ExtraTrain includes a set of references extracted from Medline and manually curated by experts. These references are associated with specific protein entries of the database, with specific families or with other ExtraTrain items.

• Textual knowledge

ExtraTrain offers a system for the incorporation of knowledge by scientists. Each knowledge unit is always associated to a Medline reference and can be associated to one of eight different fields: function, regulated genes, regulatory network, 3D-structure, mutations, DNA-binding, effectors and applications. Each input of knowledge is signed by the contributor.

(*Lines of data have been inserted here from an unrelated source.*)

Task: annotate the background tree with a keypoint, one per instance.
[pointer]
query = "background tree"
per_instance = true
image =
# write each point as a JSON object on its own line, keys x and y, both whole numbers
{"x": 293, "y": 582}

We have connected the data of genes extracted from NCBI genome resource with the protein data from UniProt databases. Thus, each ExtraTrain extragenic region entry displays UniProt data for the two proteins encoded by the genes delimiting the extragenic space. For transcriptional regulatory proteins we have also established the connexion between each protein and all their available genetic contexts. It allows to obtain for each protein the different extragenic regions that have been found upstream its corresponding gene in all available genomes.

Utility and discussion

The purpose of ExtraTrain is to provide a platform to easily manage extragenic regions and transcriptional regulators in bacteria and archaea.

User interface

Extragenic region entry

In ExtraTrain "extragenic region" is defined as the DNA space between two genes of a genome. The extragenic region entry displays the sequences of the extragenic region and the proteins codified by the two bordering genes. The positive or negative orientation of each gene and their positions in the genome element are also indicated. Links to NCBI data about the two genes and the two entries of UniProt corresponding to the encoded proteins are also provided. Two arrows to navigate backward and forward along the chromosome are available to explore neighbouring genes and extragenic regions. Thus, the user can easily move along a genome element visualizing all their genes and extragenic regions. It facilitates the evaluation of the genetic context.

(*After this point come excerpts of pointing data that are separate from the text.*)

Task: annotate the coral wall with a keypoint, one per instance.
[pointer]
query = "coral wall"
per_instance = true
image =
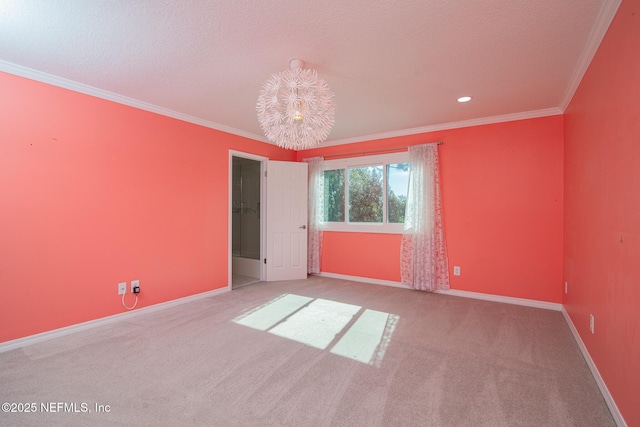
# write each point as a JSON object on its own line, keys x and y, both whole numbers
{"x": 602, "y": 206}
{"x": 94, "y": 193}
{"x": 502, "y": 200}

Extragenic region search tools

The extragenic region search page offers the possibility of selecting a specific genome extragenic region by introducing either its ExtraTrain ID or the RefSeq protein ID. For this last option the user can select either to obtain the upstream or the downstream extragenic region. ExtraTrain offers several options for the selection of a set of extragenic regions within a genome element:

a. extragenic regions upstream or downstream regulators of a specific family

b. extragenic regions included within a genome fragment defined by introducing an initial and a final position

c. selection of extragenic regions in which an exact pattern of sequence is present.

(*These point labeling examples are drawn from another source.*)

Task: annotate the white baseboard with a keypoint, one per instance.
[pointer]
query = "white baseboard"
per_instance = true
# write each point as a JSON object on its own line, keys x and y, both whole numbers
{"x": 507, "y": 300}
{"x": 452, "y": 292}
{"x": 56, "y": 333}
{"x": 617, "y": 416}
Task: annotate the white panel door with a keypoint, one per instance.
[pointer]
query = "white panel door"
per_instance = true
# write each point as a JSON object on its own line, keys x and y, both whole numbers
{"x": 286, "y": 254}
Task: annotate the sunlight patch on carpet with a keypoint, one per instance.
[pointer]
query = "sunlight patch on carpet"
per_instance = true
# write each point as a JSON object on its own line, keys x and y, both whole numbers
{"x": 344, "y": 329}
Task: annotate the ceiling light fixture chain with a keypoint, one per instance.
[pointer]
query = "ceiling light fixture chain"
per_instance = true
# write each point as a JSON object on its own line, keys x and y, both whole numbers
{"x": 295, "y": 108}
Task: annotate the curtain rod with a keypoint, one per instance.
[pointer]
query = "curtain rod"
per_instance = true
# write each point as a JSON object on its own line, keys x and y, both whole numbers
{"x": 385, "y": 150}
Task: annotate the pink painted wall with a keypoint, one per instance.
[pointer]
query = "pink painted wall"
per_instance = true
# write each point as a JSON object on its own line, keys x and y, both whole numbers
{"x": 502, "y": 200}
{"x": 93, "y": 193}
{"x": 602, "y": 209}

The user can easily 'shop' for extragenic sequences by querying the database using the described search tools. Sets of extragenic sequences selected by the different options can be combined in an up to 100 extragenic sequences common set that we have named "working set". The construction of this "working set" is easy and interactive facilitating the access and selection of extragenic sequences. We realized that the accessibility to sequences of genes and proteins was fast and easy through several resources while the access to extragenic sequences used to be more difficult. Many bench scientists without IT background can find difficulties in the access and management of prokaryotic extragenic sequences. One of the purposes of ExtraTrain is to provide a user-friendly platform for the management of these extragenic sequences. The user can obtain the extragenic sequences included in the "working set" in FASTA format as well as the inverted complementary sequence for each of them. This option is very useful to align extragenic sequences upstream orthologous genes that are allocated in different DNA strands. The "working set" in FASTA format can be used as input for external pattern discovery tools. We provide links to the web interfaces of the tools Bioprospector, AlignAce, ANN-Spec, Consensus, Improbizer, MEME, MITRA, MotifSampler, Oligo/dyad-analysis, QuickScore, SeSiMCMC and YMF whose limitations and potentials have been recently assessed [15, 16]. The user can also send the "working set" to Palinsight (See below).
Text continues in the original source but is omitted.